Your use of cheater plugs is dangerous.

Let me provide a more simple explanation than the correct ones given so far.

Take a typical appliance or audio component with a metal case. The AC goes in to a power transformer or other device, with both the hot and neutral wires insulated from the case.

If something goes wrong inside and connects the hot wire to the case, the neutral will not be affected because it is insulated from the case. However, the case will be at the hot wire potential. If you touch the case while also touching something connected to earth, you will be killed.

The AC "ground" is a separate conductor that goes back to the entrance panel and is tied to the neutral there. If the ground is present and the case is connected to it, the fault that connects the case to the hot wire will cause large fault current to flow through the ground conductor, which will trip the circuit breaker. This will happen before the case can reach the hot wire potential and harm anybody.

Some appliances and audio components are designed with what is called "double-insulation" and do not need the "ground" wire. Ayre is one maker that uses this approach. The insulation is such that a fault that would connect the case to the hot wire is considered unlikely by the Underwriters Laboratories.

Cheater plugs defeat the AC "ground" connection and create the possibility of lethal voltage appearing on the case. Hum from ground loops is a problem in pro audio as well as home audio systems. There is a safe solution sold to the pro audio market: the Hum X from ebtechaudio.com. See the link.

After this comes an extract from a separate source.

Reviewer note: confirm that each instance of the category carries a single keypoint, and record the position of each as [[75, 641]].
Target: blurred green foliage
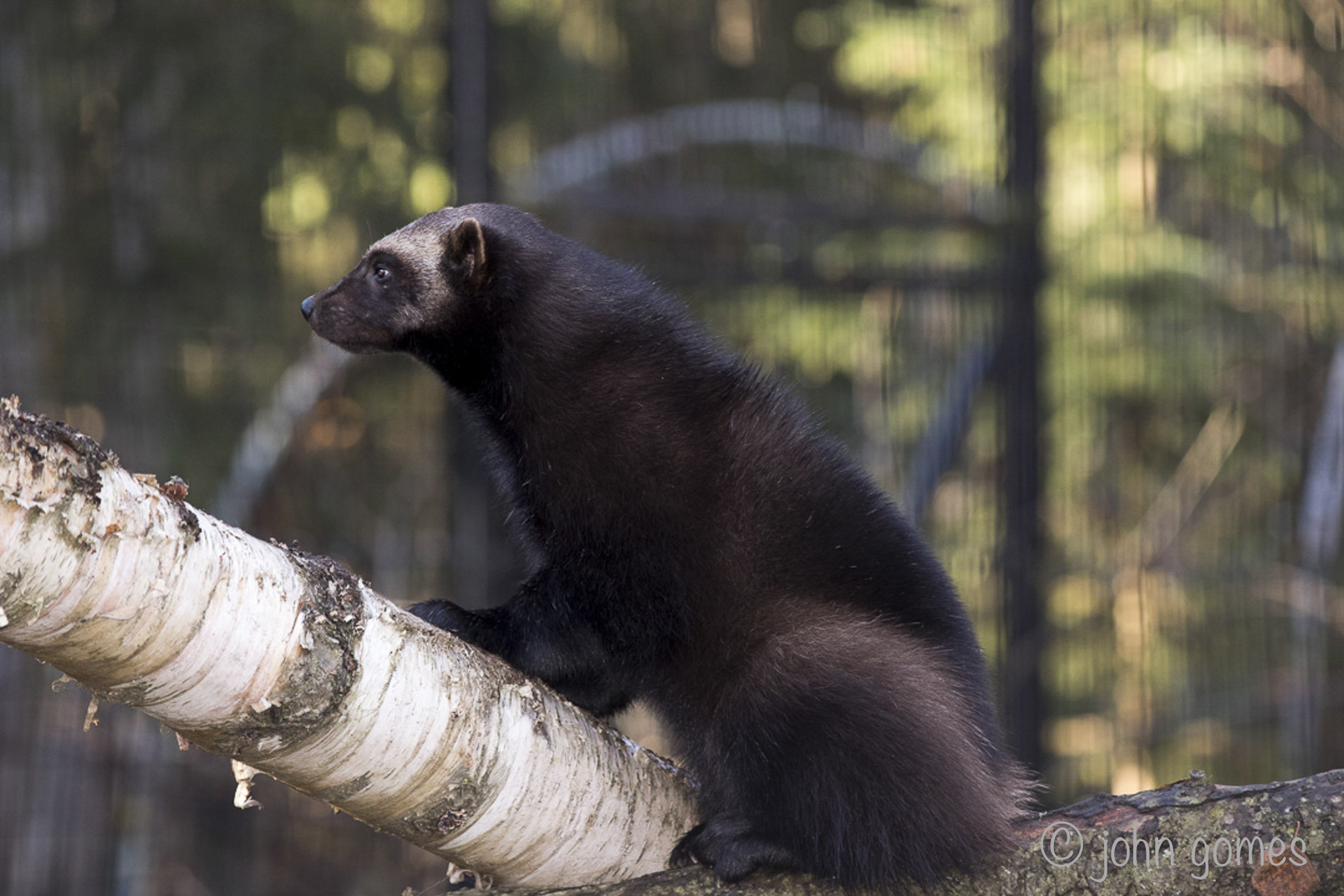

Thanks to Tuckers for finding this device and calling it to my attention. It contains a pair of rectifier diodes wired anti-parallel, and shunted by a 1000-ohm resistor. Diodes have the property of not conducting much below their "forward" voltage of about 0.5 volts, so the pair presents high impedance to small ground loop hum voltage, but low impedance to fault current. The 1000-ohm resistor is there so that devices such as battery backup UPS that look for a ground will see a ground and continue to operate. Audio components don't need the resistor.